Feature model evolution plans (FMEPs) describe how feature models for software product lines (SPLs) evolve over time. While different feature models can exist for different points in time over the lifetime of the product line, an FMEP describes how to compute a feature model for a given time point. SPLs capitalise on the variability and reusability of the software through combining optional and mandatory features. As business requirements change over time, FMEPs should support intermediate update. A plan hence contains updates to an initial model by adding, deleting, moving or changing elements at different points in time, in line with the evolving business requirements on the SPL, potentially affecting feature models that should be derived in the future from the plan.

A recurring challenge in maintaining FMEPs is that updates may lead to inconsistent intermediate feature models, most notably so-called paradoxes. A paradox may not materialise at the first point in time an update on the plan is performed to obtain a particular feature model, but may only in combination with a later modification prescribed by the plan create a structurally invalid model. Correspondingly, a single modification to a plan may require multiple checks over the liftetime of the affected elements to rule out paradoxes.

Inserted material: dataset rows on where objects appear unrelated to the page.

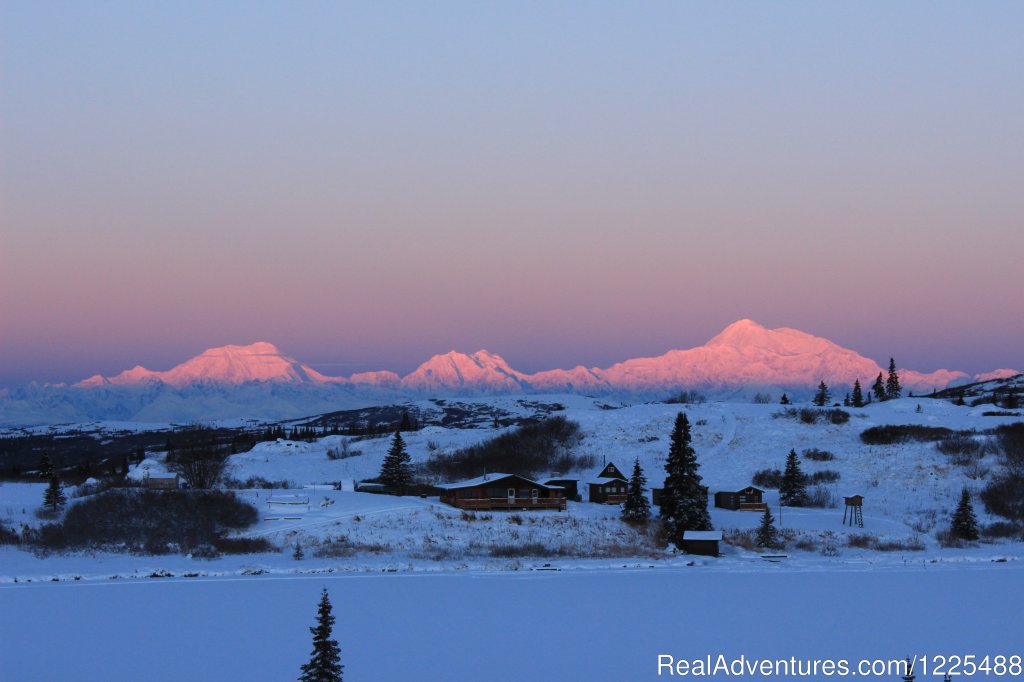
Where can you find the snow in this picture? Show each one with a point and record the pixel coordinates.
(415, 627)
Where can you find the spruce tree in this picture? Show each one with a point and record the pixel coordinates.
(45, 467)
(53, 497)
(793, 492)
(767, 534)
(325, 659)
(395, 470)
(857, 400)
(636, 509)
(893, 389)
(965, 523)
(879, 388)
(684, 500)
(822, 396)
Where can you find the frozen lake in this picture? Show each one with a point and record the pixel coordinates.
(503, 627)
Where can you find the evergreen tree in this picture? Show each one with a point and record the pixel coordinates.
(893, 389)
(45, 467)
(965, 524)
(53, 497)
(684, 500)
(325, 659)
(822, 396)
(767, 534)
(857, 400)
(879, 388)
(396, 471)
(793, 492)
(636, 509)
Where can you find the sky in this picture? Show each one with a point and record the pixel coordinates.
(366, 184)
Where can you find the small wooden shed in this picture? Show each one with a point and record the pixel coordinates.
(569, 485)
(749, 499)
(162, 482)
(705, 543)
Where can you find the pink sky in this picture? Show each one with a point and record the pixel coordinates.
(379, 188)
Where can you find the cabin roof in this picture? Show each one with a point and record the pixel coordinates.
(492, 478)
(701, 535)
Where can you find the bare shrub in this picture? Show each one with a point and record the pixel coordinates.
(824, 476)
(529, 450)
(821, 497)
(860, 540)
(1005, 497)
(769, 478)
(243, 545)
(152, 521)
(686, 397)
(1003, 529)
(893, 433)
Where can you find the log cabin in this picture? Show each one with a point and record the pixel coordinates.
(749, 499)
(608, 485)
(499, 491)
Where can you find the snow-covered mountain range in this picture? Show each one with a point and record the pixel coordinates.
(259, 381)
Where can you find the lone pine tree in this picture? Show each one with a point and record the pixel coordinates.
(53, 497)
(857, 400)
(822, 396)
(396, 471)
(636, 509)
(893, 389)
(767, 535)
(45, 467)
(684, 500)
(325, 659)
(793, 492)
(965, 523)
(879, 388)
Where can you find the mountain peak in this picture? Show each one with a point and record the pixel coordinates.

Current approaches require the analysis from the point in time an update is applied to an FMEP throughout the entire lifetime of the plan. In this paper, we define a so-called interval-based feature model (IBFM) to represent FMEPs, with a precise definition of spatial and temporal scopes that narrow the time interval and the sub-models that an update can affect. We propose a rule system for updating IBFMs, and also prove the soundness of the proposed rules and show their modularity, i.e., that each rule operates strictly within its temporal and spatial scopes. We have conducted a detailed evaluation on our modular approach and present the experimental results, which show that we outperform an existing linear approach.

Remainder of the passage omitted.